A recent survey of bisexuals backs the view that acknowledgement of sexual orientation is a developmental process. Dr. Ron C. Fox, a San Francisco psychotherapist who conducted a survey of 835 self-identified bisexual women and men, found 35% of bisexuals considered themselves gay or lesbian earlier in their lives. (This population is exactly the population Dual Attraction virtually ignored.)

"Theories of lesbian and gay development have typically regarded establishing a lesbian or gay identity as the end point of the coming out process," Fox says. "Bisexuality was thought to be a transitional experience and identification," whereas, in reality, it can be endpoint, phase, or place of recurrent visitation." Fox's chapter in the new 1995 Lesbian, Gay and Bisexual Identities Over the Lifespan points out that the common view of bisexuals as confused is more the result of society's polarization into gay and straight than anything inherent in the bisexual identity. He mentions that though the American Psychiatric Association's removal of homosexuality as a diagnostic category "contributed to a more affirmative view of homosexuality, the dichotomization of sexual orientation into heterosexuality and homosexuality remained, and supported the belief that bisexuals were psychologically maladjusted..." whereas, in fact, no research on non-clinical samples of bisexuals has found any evidence of psychopathology or psychological maladjustment due to bisexuality. In fact, some researchers have found that self identified bisexuals are "characterized by high self-esteem, self confidence and autonomy...and cognitive flexibility."

Sociologist Paula C. Rust studys attitudes of non-bisexuals towards bisexuals, as well as bisexuality. She compared lesbian and bisexual women's self-perceptions of identity, examining data from 365 women - lesbian and bisexually-identified. She found that self-labelling was at least as much a result of political views as of actual behavior or experience and that "... the tension which characterizes relations between lesbian and bisexual-identified women is not the result of failure to recognize these similarities in experience. Instead, historical circumstances have led to a situation in which bisexuality poses a personal and political threat to lesbians and lesbian politics; the similiarity between lesbians' and bisexuals' experiences aggravates rather than mitigates this threat." She concludes, "Ironically, the conceptual changes that produced modern lesbian identity, community, and politics also began a dialectical process now undermining the basis of lesbian identity politics and producing the conditions for its transformation."

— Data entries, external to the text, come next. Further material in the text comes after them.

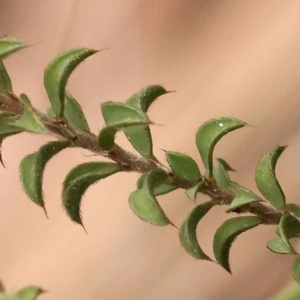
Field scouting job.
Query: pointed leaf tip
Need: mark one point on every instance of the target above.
(183, 166)
(226, 235)
(143, 202)
(58, 72)
(209, 134)
(77, 182)
(32, 169)
(188, 235)
(266, 180)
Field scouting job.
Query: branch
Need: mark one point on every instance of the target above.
(132, 163)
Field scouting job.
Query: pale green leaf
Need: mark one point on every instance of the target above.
(74, 114)
(183, 166)
(57, 74)
(77, 182)
(30, 121)
(266, 180)
(33, 166)
(209, 134)
(143, 202)
(188, 234)
(227, 233)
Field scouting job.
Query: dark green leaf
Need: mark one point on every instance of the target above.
(294, 209)
(144, 98)
(140, 136)
(192, 192)
(225, 164)
(289, 227)
(296, 269)
(74, 114)
(226, 235)
(188, 234)
(143, 201)
(57, 74)
(209, 134)
(30, 120)
(29, 293)
(266, 180)
(77, 182)
(240, 203)
(277, 245)
(32, 169)
(5, 83)
(9, 46)
(118, 116)
(158, 190)
(183, 166)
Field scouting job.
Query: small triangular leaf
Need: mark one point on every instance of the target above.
(5, 83)
(266, 180)
(57, 74)
(32, 169)
(209, 134)
(30, 121)
(277, 245)
(9, 46)
(227, 233)
(188, 234)
(289, 227)
(296, 270)
(240, 203)
(74, 114)
(183, 166)
(143, 202)
(77, 182)
(192, 192)
(225, 164)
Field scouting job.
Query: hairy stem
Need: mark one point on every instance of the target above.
(130, 162)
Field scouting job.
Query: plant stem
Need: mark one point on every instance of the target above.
(132, 163)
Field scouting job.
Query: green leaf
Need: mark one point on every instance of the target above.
(74, 114)
(240, 203)
(289, 227)
(192, 192)
(226, 235)
(140, 136)
(145, 97)
(294, 209)
(266, 180)
(57, 74)
(77, 182)
(209, 134)
(5, 83)
(9, 46)
(29, 293)
(183, 166)
(32, 169)
(188, 234)
(225, 164)
(277, 245)
(29, 121)
(118, 116)
(143, 202)
(296, 270)
(158, 190)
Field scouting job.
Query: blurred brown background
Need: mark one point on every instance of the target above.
(224, 58)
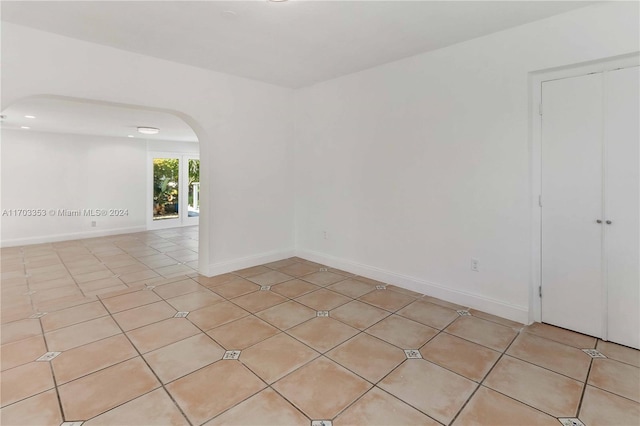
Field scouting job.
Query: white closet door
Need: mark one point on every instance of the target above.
(622, 188)
(572, 290)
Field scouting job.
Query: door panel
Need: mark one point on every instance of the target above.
(622, 180)
(572, 202)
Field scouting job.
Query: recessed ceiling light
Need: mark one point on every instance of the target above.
(148, 130)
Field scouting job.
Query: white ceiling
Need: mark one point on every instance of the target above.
(292, 44)
(59, 115)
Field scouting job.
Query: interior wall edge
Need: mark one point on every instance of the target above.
(231, 265)
(70, 236)
(440, 291)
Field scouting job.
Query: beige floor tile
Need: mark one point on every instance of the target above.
(196, 300)
(443, 303)
(604, 408)
(287, 315)
(323, 278)
(253, 271)
(482, 332)
(619, 353)
(25, 381)
(280, 263)
(80, 334)
(139, 275)
(129, 268)
(62, 303)
(545, 390)
(152, 409)
(616, 377)
(561, 335)
(21, 352)
(159, 334)
(323, 300)
(388, 300)
(429, 314)
(216, 315)
(103, 284)
(277, 356)
(267, 408)
(259, 300)
(546, 353)
(322, 388)
(15, 313)
(209, 391)
(96, 393)
(493, 318)
(359, 315)
(341, 272)
(242, 333)
(56, 283)
(299, 269)
(488, 407)
(369, 280)
(404, 291)
(216, 280)
(92, 276)
(177, 288)
(270, 278)
(236, 288)
(322, 334)
(87, 359)
(42, 409)
(73, 315)
(460, 356)
(402, 332)
(367, 356)
(130, 300)
(352, 288)
(378, 408)
(53, 294)
(181, 358)
(294, 288)
(433, 390)
(144, 315)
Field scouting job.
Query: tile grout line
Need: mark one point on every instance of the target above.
(53, 373)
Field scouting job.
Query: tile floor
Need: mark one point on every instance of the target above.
(122, 331)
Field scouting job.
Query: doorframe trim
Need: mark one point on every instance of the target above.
(150, 224)
(536, 78)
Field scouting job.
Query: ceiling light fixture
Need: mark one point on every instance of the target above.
(148, 130)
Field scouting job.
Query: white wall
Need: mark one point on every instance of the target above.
(53, 171)
(244, 129)
(415, 167)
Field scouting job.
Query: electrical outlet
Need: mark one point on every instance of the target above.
(475, 264)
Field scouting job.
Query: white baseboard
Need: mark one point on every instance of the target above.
(70, 236)
(475, 301)
(247, 262)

In Gender and Society Rust compares 60 bi women to 346 lesbians, mentioning that the bis came out later than the lesbians but that ... coming out is not linear, that sexual identity formation must be reconceptualized as a process of describing one's social location within a changing social context." Changes in sexual identity, she says, "... are therefore expected of mature individuals as they maintain an accurate description of their position vis-a-vis other individuals, groups and institutions." In her Journal of Sex Research article, "Neutralizing the Political Threat of the Marginal Woman: Lesbians Beliefs about Bisexual Women" Rust further reports that lesbians' beliefs about bisexual women are changing due to the growing strength of the nascent bisexual political movement.

As Rust says in her chapter of a forthcoming anthology for counselors of bi clients, bisexuals are often the pioneers in new forms of relationships and deserve support for that courage, not condemnation. She points out that there is a lack of cultural models for polyamorous relationships and that both polyamorous and same-sex relationships are not given the legal status of marriage by any state in the U.S. "It is therefore important for mental health professionals to examine their own stereotypes about bisexuality, question cultural beliefs about relational maturity and morality, and familiarize themselves with the issues that arise in polyamorous relationships so that they can provide bisexuals with the kinds of support and guidance that they generally do not find elsewhere."